You’re setting up shop, but that doesn’t mean you have to work for a fraction of your worth. You know your skill level, charge accordingly. If you undercharge, you’re both undervaluing your work and potentially turning off clients who associate those higher fees with quality and experience. You may not want to take every job, especially when you’re starting out. But this could actually do you a disservice.

2. Check the reviews your potential clients leave for others.

These often say more about the client than do their own reviews. If you see that a client is consistently leaving poor ratings and not giving constructive feedback, run. They may have gotten a little too trigger happy with the small amount of power they have. Alternatively, they may not be choosing the right freelancer from the get-go. They may be looking for cheap price and quality, and then realizing they can’t have both.

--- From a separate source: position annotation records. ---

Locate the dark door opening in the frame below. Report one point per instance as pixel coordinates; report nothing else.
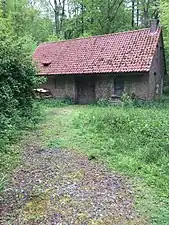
(118, 86)
(85, 88)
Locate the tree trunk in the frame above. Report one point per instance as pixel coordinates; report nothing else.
(62, 15)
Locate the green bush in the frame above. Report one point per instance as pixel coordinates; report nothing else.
(17, 81)
(134, 140)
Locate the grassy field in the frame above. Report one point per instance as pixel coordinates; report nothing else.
(133, 141)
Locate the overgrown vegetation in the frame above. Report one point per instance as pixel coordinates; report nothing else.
(17, 82)
(132, 140)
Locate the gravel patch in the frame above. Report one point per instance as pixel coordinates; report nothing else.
(54, 186)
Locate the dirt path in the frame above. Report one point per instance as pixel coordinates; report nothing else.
(54, 186)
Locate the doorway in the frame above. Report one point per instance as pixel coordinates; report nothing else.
(85, 90)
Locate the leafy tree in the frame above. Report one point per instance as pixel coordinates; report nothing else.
(17, 81)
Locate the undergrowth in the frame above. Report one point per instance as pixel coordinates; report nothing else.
(132, 140)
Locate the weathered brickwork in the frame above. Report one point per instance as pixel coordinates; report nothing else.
(60, 86)
(143, 85)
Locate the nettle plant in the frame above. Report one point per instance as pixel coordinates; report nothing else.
(17, 80)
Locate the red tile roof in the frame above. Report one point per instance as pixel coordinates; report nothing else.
(130, 51)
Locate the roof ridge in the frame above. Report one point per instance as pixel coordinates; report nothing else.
(95, 36)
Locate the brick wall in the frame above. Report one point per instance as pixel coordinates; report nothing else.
(60, 86)
(157, 73)
(135, 83)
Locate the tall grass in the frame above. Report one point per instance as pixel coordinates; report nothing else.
(132, 140)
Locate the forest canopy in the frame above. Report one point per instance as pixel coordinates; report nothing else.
(38, 21)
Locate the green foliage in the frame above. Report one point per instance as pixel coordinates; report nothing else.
(17, 83)
(133, 140)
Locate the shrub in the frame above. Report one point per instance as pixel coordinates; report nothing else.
(130, 139)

3. Don’t always be available at the drop of a hat.

That is, unless you’re a personal assistant. If you’re always there, you may end up doing more work than you bargained for. As a freelancer, you’re hired to complete a service. Look out for clients who have you schedule, coordinate calls, and plan meetings. They are likely misunderstanding that just because you are freelancing doesn’t mean you’re desperate for money (even if you are).

freelance workspace photo by Damian Patkowski

4. Don’t do the work before you get the job.

This one might seen obvious, but it’s tough to spot at times. Sometimes, clients will ask you to provide them with an outline, or ask you your process for completing a task. I have found that in all of these situations, the client is not actually looking to hire right away, but to glean information on how they should go about completing a task. Also, don’t do “test” tasks unless they are paid, or take minimal amounts of time.

5. Go with your gut and don’t be afraid to fire clients!

Freelancing is all about working with the right clients. They are the ones you want to help grow, and have a long-standing relationship with. The wrong clients will demand a lot and pay you little. The wrong clients are also the ones who are going to give you poor feedback. If something’s off or they’re asking for something out of scope too often, don’t be afraid to fire them!